What Drives Us
After playing a show in London in the late 1960s, the Beatles were driving home during a frigid snowstorm when the windshield of their van shattered. To stay warm, the four of them laid on top of each other on the van’s bench seat. As each rotated to the top of the pile, he swallowed a bracing slug of whiskey. That’s how the band got home without freezing to death, Ringo Starr recalls in the documentary film What Drives Us.
The movie serves as a love letter to touring from iconic rock musicians who left everything behind and set out on adventures laced with uncertainty, passion and countless hours of sitting in vans and busses. There’s nothing quite like a ragged 10 hours of travel to make it to the next show. The film reminds viewers that it takes a special person to live as a working musician and that the beauty of music surpasses mere sound. Music is about connection, not only among the members of the band but also between the band and the audience.
What Drives Us was created by people who know. Dave Grohl, the frontman of Foo Fighters and drummer for Nirvana, directed the film, and the Foo Fighters served as producers. They draw upon their experience to show what leads a person to take the blind leap of faith into the music industry and leave so much behind. Grohl narrates when he’s not interviewing the likes of Flea from Red Hot Chili Peppers; Slash and Duff McKagan, who both made their names in Guns N’ Roses; The Edge, who earned fame in U2, Exene Cervenka, punk goddess of the band X, Tony Kanal of No Doubt, D.H. Peligro, drummer for the Dead Kennedys, Lars Ulrich of Metallica; and Steven Tyler of Aerosmith. As Flea notes in the film, there’s “only one reason to do it—because you f—— love it.”
In a world dominated by music streaming, music aficionados might forget that musicians used to tour to make a name for themselves. Besides radio and television, it was the only exposure a band could get. For Grohl, making it in music requires packing equipment into a van like a game of Tetris, shoving six people in the back and driving around the country to play as many live shows as possible. And there’s no good reason for it other than making that deeper connection with the audience.
The movie connects the act of touring in a van to the 1960s journey of Ken Kesey and The Merry Pranksters, who piloted a day-glo school bus across America, experimenting with acid. The pranksters lived by the doctrine of “you’re either on the bus, or off the bus,” literally and figuratively. The bus and its psychedelic paint job inspired the Beatles’ Magical Mystery Tour.

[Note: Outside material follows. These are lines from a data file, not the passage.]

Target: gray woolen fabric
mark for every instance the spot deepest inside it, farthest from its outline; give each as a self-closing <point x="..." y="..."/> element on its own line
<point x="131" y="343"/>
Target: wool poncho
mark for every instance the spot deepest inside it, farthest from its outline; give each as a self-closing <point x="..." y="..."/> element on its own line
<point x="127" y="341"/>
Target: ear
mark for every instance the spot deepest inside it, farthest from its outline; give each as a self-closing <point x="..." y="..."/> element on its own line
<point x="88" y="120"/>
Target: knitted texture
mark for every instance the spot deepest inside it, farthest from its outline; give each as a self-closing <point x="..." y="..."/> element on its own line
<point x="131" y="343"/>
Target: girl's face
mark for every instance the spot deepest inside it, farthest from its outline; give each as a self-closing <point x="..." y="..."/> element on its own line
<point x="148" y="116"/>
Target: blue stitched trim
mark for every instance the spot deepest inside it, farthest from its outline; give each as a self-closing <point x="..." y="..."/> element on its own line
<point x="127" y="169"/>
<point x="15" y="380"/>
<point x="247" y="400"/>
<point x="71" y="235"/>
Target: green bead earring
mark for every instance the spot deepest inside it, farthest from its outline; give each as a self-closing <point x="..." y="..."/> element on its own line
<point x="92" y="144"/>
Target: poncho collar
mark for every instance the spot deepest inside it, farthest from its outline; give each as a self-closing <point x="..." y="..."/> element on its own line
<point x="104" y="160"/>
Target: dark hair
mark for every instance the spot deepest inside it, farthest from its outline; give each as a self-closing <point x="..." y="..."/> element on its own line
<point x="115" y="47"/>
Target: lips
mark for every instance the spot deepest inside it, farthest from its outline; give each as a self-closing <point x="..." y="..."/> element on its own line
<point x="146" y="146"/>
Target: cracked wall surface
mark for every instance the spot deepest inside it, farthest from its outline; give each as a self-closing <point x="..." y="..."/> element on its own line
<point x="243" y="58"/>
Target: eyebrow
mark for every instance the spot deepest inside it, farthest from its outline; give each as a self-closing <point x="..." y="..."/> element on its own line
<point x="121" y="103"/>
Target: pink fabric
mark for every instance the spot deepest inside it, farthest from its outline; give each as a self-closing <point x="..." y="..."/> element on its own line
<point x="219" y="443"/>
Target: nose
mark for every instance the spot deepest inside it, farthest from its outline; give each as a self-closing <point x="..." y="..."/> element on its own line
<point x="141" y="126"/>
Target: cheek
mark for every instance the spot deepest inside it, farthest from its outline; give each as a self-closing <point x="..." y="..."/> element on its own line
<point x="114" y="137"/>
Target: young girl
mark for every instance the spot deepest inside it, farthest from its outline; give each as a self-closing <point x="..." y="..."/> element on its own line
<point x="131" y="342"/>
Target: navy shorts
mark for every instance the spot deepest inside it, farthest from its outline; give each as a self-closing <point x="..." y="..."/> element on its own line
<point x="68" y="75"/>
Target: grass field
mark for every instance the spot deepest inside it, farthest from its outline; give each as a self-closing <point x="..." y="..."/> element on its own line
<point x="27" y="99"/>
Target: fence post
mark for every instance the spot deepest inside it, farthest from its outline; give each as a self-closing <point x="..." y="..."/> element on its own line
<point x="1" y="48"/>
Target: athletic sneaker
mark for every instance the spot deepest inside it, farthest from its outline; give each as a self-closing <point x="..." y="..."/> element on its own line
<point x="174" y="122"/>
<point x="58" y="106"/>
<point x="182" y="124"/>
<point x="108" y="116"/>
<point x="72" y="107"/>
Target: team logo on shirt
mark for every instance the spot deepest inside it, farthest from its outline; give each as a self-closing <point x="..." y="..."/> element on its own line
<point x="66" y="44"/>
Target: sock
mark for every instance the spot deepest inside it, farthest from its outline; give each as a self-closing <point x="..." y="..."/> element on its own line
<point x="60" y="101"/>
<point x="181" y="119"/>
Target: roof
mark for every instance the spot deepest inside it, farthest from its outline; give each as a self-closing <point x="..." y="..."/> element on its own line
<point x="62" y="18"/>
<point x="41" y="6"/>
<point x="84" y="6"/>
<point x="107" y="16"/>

What Drives Us entertains music fans while revealing what drives musicians. But it glosses over the struggles and toxicity of touring with no place except for the van to call home. It did not fail to address how an individual band member’s problems become the group’s problems, though.
The film pays homage to live music. Shots of a massive crowd singing along in unison to a Foo Fighters song tug at the heartstrings of any music lover. It gets personal with musicians by interviewing Steven Tyler as he’s perched on the dashboard of a van or filming D.H. Peligro as he succumbs to emotion while relating an experience.
Rock musicians were drawn to the lifestyle because it satisfies the soul and enables them to share their love. Flea said it best in the film: “It’s heaven, it’s f—— paradise, it’s the greatest thing you could ever do. I felt like we were this roaming band of gypsies. We show up and we rock you.”
Music is about passion, wonder and discovering life’s true purpose. What Drives Us inspires viewers to follow their passion, whatever that might be.